At the young age of 16, Anthony was convicted of murder and sentenced to 77 years in prison without the possibility of parole. With assistance from Seattle Clemency Project pro bono counsel, at 42 years old, Anthony was granted early release in 2019. Anthony is an exceptional individual and was known as a leader and role model in prison. While incarcerated, he co-founded a successful behavior health program called the Redemption Project and was a facilitator for Roots to Success, a program that worked to lower recidivism. Since his release, Anthony has been very busy contributing to the community. He and Karlton Daniel, co-founder of the Redemption Project, have designed and lead Seattle Clemency Project’s Reentry and Mentoring Program. He has also been a speaker at the University of Washington’s Law Societies and Justice program and serves as a mentor for East African youth in Seattle. Anthony has fully embraced his own personal journey and transition back into the community and appreciates the support his wife, friends and family provide. Anthony is passionate about sharing his life experience to support people who are reentering the community.

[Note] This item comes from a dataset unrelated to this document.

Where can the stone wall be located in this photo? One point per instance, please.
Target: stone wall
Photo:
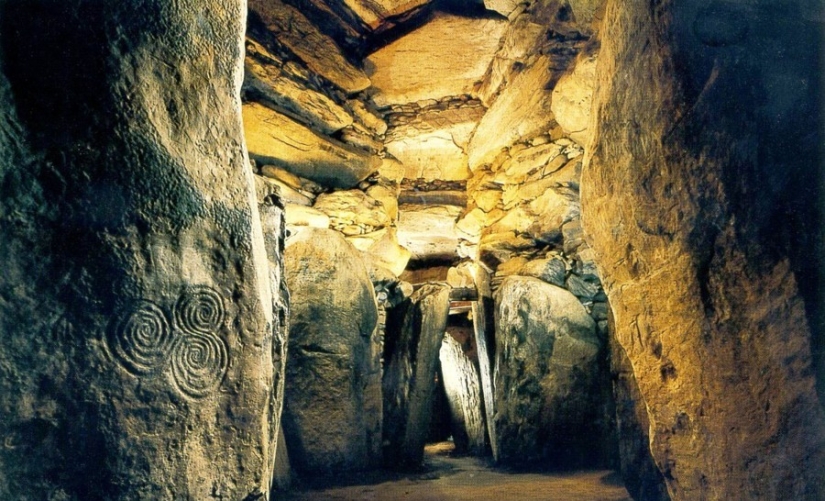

Hinal is a junior at UCLA studying Applied Mathematics with a Specialization in Computing. She’s passionate about the intersection of data science and criminal justice. Currently, she’s working with Dr. Phil Chodrow in the Department of Mathematics at UCLA to analyze disparities in Virginia’s criminal sentencing records. Outside class, she’s involved in activities relating to mentorship and pedagogy, data journalism, and combating period poverty. She spent her summer interning at Swiss Re and is currently interning at AcuityMD. In her free time, she likes to cook and lift weights.
Molly Coleman is a co-founder of PPP and the organization’s first Executive Director. She is a graduate of Harvard Law School, where she worked for a number of legal organizations committed to advancing justice for the most marginalized, including Gender Justice, Legal Voice, the Mental Health Legal Advisors Committee, the Hennepin County Public Defenders Office, and the Fair Labor Division of the Massachusetts Attorney General’s Office; she also served as Editor-in-Chief of the Harvard Civil Rights-Civil Liberties Law Review. Prior to law school, Molly spent three years with City Year New York, working to close the opportunity gap for students in Harlem and the Bronx and to empower young people to become civically engaged leaders. She is a graduate of the University of Wisconsin – Madison, and a native of Saint Paul, Minnesota.